While I understand that people’s immediate reaction is that we need more EVs or, on the extreme end, somehow restrict cars. People also need to understand that’s not the sector that is going to have the most corrective impact on the coming climate disasters.
InvisibleShoe@lemmy.world 1 year ago
They are also trying out old-school sail ships
Pyr_Pressure@lemmy.ca 1 year ago
“building cities”
Well, one can attempt to make it easier going forward but this isn’t sim city where you can just demolish your entire infrastructure and remake it to suit your needs.
Doing so will take decades to even start to have an impact on personal vehicle usage. Decades we don’t really have.

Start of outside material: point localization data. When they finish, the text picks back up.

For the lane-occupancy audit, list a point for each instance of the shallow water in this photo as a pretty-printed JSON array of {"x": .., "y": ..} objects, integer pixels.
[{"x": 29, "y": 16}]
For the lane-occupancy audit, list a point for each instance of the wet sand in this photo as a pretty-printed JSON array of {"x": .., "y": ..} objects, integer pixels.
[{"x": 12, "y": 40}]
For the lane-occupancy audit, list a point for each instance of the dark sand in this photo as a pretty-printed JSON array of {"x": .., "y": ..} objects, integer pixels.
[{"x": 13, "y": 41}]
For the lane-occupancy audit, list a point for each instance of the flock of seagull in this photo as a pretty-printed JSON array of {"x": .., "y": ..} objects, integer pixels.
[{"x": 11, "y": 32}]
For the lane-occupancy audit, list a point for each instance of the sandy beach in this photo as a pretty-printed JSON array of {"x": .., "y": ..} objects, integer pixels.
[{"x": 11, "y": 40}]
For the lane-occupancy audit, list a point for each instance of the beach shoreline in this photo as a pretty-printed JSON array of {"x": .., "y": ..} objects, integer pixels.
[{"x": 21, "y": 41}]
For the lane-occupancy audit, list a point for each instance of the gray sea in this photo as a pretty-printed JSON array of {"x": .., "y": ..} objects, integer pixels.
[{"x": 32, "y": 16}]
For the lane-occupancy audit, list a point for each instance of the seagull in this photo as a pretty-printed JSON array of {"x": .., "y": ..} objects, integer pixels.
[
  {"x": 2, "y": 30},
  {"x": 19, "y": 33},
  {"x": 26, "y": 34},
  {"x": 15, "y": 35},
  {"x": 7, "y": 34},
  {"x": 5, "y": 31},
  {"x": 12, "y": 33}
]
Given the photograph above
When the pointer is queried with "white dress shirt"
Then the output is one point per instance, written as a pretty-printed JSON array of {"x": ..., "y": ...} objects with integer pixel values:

Virulent@reddthat.com 1 year ago
We used to lift cities up to support sewer systems and now adding relatively simple infrastructure seems out of reach. Neoliberalism has completely ruined our ability to invest in public infrastructure
assassinatedbyCIA@lemmy.world 1 year ago
I’m not really saying it can be done overnight. But imagine if all the money (heck even half the money) that went into trying to build electric cars went into building some good transit systems supported by strong transit oriented design. It would have done way more to tackle climate change than making cars EVs. It’s a long term process but one that far more likely to make a difference than EVs.
c0mbatbag3l@lemmy.world 1 year ago
Great cities are handled, now how do we make rural areas work without cars?
assassinatedbyCIA@lemmy.world 1 year ago
I never said rural areas should go without cars.
cybersandwich@lemmy.world 1 year ago
If you want to talk about real solutions to climate change I wouldn’t aim as consumer facing things like cars or household recycling. That’s all BS to make people focus on what their role in it is to distract from the fact that the vast majority of emissions come from things like:
Industrial and manufacturing processes Electricity and heat generation Transportation (with vast majority being bunker fueled chips, and agriculture.
Me getting 25mpg versus 30 ain’t moving the needle on the emissions numbers the same way moving to renewables for electricity generation and eliminating shipping emissions would. Or mitigating agricultural emissions which produces tons of the worst kinds of greenhouse gasses (methan and nitrous oxide).
And then we have fugative emissions from unintentional leaks or more accurately irresponsible processes and maintenance from things like fracking, oil/gas extraction and transport. Quite literally just drilling into gas and releasing it into the air.
But yea, my Honda is the problem.
I’m not saying everyone has a part to play, but don’t let the arguments and focus be on anything other than the big culprits of greenhouse gas emissions. We could pass meaningful regulations and provide meaningful incentives and actually move the needle on green house gasses.
assassinatedbyCIA@lemmy.world 1 year ago
Focusing on constructing transit oriented cities is a systems based solution to climate change. Not an individual consumer facing solution.